Safety is compromised in women because the use of male dummies does not take into account differences in muscle mass, body density, neck strength, hip anatomy and pelvic structure in a seat designed for men. Seat belts and airbags are designed to stop the average 5’10”, 170-pound man, not the average 5’3”, 125-pound woman and the energy released can be harmful to a female.
Women are forced to sit higher and closer to a steering wheel and in a more upright, “out of position” manner to maintain visibility. Breasts can also cause seat belts to ride higher.
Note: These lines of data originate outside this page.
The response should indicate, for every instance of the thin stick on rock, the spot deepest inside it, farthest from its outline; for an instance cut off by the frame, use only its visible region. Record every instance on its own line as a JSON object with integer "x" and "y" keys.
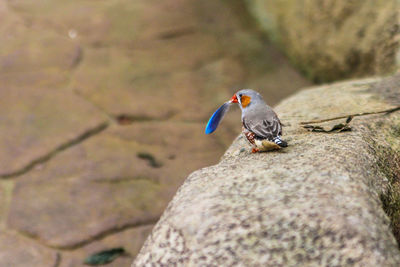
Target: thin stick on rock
{"x": 352, "y": 115}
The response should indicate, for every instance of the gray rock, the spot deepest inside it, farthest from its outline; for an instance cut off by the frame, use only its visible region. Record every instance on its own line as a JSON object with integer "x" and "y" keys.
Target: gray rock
{"x": 315, "y": 203}
{"x": 333, "y": 39}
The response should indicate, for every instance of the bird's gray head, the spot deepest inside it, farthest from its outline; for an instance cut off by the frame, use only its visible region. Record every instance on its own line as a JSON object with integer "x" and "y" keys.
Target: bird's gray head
{"x": 246, "y": 98}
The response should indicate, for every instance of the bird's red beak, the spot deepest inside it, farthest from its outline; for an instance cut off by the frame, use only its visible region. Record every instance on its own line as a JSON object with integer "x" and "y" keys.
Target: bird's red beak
{"x": 234, "y": 99}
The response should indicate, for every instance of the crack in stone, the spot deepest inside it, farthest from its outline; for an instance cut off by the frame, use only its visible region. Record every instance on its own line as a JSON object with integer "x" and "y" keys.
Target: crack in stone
{"x": 92, "y": 239}
{"x": 117, "y": 180}
{"x": 107, "y": 233}
{"x": 80, "y": 138}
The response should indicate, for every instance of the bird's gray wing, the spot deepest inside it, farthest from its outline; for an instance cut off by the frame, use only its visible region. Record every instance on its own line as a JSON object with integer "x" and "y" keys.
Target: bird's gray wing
{"x": 268, "y": 129}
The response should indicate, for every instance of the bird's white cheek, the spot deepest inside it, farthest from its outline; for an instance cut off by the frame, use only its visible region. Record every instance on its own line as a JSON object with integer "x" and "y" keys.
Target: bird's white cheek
{"x": 258, "y": 143}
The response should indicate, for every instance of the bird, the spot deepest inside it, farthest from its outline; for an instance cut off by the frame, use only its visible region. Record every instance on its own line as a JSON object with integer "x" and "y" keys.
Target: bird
{"x": 260, "y": 124}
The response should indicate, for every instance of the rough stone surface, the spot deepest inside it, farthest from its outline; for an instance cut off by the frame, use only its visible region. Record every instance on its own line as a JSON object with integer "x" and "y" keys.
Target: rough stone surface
{"x": 103, "y": 108}
{"x": 333, "y": 39}
{"x": 314, "y": 203}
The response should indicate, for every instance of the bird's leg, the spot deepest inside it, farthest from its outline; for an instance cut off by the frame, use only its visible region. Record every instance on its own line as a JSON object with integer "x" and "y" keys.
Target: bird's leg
{"x": 255, "y": 150}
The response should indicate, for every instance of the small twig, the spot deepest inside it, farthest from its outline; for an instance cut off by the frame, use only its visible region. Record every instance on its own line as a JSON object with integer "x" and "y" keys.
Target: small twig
{"x": 352, "y": 115}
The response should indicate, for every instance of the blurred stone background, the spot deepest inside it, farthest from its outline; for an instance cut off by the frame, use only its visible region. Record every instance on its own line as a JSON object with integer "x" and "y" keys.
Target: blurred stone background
{"x": 103, "y": 106}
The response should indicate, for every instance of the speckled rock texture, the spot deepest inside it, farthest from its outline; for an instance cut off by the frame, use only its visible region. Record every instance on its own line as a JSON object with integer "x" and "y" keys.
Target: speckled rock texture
{"x": 315, "y": 203}
{"x": 332, "y": 39}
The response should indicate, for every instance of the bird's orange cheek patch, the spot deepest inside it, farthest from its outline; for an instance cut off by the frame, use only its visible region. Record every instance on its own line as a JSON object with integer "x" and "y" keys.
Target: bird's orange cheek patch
{"x": 245, "y": 100}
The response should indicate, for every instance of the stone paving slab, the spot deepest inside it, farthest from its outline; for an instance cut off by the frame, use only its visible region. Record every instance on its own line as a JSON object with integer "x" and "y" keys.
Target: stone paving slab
{"x": 106, "y": 184}
{"x": 18, "y": 251}
{"x": 159, "y": 68}
{"x": 36, "y": 121}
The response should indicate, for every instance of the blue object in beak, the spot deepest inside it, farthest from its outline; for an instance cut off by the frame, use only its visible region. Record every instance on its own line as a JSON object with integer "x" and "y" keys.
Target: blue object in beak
{"x": 217, "y": 117}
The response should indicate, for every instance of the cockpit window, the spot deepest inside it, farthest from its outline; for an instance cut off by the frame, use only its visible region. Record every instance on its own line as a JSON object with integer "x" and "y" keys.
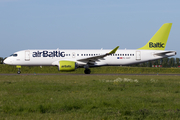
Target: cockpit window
{"x": 14, "y": 55}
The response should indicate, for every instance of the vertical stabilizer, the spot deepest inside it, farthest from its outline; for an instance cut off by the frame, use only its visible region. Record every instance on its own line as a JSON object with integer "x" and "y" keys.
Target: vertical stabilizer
{"x": 158, "y": 41}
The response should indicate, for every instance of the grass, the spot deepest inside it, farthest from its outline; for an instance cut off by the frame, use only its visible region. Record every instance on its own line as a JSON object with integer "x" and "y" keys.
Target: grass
{"x": 106, "y": 69}
{"x": 89, "y": 97}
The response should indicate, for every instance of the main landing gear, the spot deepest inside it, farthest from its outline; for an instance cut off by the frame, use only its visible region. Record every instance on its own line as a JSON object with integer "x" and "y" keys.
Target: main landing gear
{"x": 19, "y": 69}
{"x": 87, "y": 71}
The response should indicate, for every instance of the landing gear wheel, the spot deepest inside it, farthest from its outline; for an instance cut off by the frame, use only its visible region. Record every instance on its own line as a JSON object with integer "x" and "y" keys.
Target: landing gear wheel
{"x": 87, "y": 71}
{"x": 19, "y": 71}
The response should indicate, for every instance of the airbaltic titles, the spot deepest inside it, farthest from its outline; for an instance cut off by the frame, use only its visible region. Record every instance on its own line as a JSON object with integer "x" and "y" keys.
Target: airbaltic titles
{"x": 48, "y": 54}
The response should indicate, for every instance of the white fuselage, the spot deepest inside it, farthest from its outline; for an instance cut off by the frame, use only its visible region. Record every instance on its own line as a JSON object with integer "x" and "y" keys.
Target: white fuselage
{"x": 51, "y": 57}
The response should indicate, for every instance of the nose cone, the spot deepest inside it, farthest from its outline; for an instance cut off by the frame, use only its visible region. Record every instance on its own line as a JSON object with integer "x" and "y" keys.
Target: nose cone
{"x": 7, "y": 61}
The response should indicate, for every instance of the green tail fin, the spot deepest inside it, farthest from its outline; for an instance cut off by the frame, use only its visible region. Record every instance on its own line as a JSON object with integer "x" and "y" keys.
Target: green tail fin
{"x": 158, "y": 41}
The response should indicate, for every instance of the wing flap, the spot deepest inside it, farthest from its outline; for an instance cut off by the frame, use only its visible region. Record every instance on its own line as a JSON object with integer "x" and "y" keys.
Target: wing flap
{"x": 165, "y": 53}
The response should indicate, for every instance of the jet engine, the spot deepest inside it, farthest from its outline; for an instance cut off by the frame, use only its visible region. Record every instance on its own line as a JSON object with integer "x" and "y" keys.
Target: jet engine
{"x": 67, "y": 65}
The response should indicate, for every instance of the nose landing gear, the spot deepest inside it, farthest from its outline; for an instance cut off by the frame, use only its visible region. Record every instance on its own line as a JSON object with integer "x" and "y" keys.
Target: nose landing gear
{"x": 87, "y": 71}
{"x": 19, "y": 69}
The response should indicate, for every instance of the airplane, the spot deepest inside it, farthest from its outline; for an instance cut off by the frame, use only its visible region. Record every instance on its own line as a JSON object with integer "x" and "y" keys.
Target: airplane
{"x": 69, "y": 60}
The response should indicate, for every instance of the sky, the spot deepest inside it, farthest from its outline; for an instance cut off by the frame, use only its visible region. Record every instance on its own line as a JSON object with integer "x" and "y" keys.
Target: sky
{"x": 85, "y": 24}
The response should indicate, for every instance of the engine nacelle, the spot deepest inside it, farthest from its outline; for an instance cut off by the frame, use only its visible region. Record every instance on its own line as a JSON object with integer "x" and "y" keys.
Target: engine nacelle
{"x": 67, "y": 65}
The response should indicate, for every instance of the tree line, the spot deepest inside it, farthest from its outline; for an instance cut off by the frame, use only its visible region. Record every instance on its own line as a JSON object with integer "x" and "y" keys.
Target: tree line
{"x": 165, "y": 62}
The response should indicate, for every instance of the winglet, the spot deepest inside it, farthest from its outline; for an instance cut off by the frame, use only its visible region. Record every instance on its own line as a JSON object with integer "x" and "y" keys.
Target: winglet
{"x": 114, "y": 50}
All these increase the risk of serious injury in a crash.
The menstrual cycle, with its hormonal fluctuations, can affect joint stiffness and range of motion and increase injury susceptibility.
In frontal crashes, women are two times more likely than men to sustain serious injuries such as damage to the brain or internal organs and three times more likely to suffer a moderate injury such as a concussion or a broken bone. Even in side-impact crashes, women are 50 per cent more likely to be seriously injured.
The situation in medicine is worse. It’s not a closely kept secret that medical research into causes, symptoms and treatments of diseases is done in males and results are simply applied to women. It’s astonishing that female doctors have never revolted over this.
Take making a diagnosis. Heart attacks in women do not usually present as in males. Nausea, jaw pain, abdominal pain and fatigue are common. Not chest pain.
Pain sensitivity is another huge problem. Women’s reporting of pain is frequently downsized in comparison with males, where such pains will result in higher urgency in treating. This situation is worsened in black women, where there appears to be a historic myth that black women possess higher pain tolerances (the “Strong Black Woman Schema”). A friend of mine, with a PhD in Child Development, underwent that very scenario, to her complete surprise, during labour with her first birth in her own maternity unit in a world-eminent hospital in the US.
Digital health devices, smartwatches and fitness trackers are calibrated based on male averages for pulse, temperature and activity patterns, resulting in inaccurate readings for women, especially during hormonal fluctuations.
Finally, pharmacological mistakes are common in medicating women because most studies have been done on men. If a drug reaches blood therapeutic levels in 30 minutes in males, that does not mean it does the same in women. Doses matter for effective treatment.
Even when women are included in clinical trials, pregnant women are not, making results even more inapplicable.
Why is this the way it is? Because male scientists have traditionally dominated the field of medical research and research on males and not females. This historical bias began centuries ago when the first anatomical texts were published using male bodies exclusively. Female anatomy was taboo and it was thought female bodies were a mere deviation of the male “norm.”
And we now have the situation in the US, spreading to other parts of the Western world, where diversity has become a dirty word for male-dominated, ultra-authoritarian governments. The push for more research on women is coming to a halt.
The rest of the world has to pick up the threads and do the research for their own people, male and female!
For as Maurice Chevalier (Google him) famously once said, “Vive la difference!”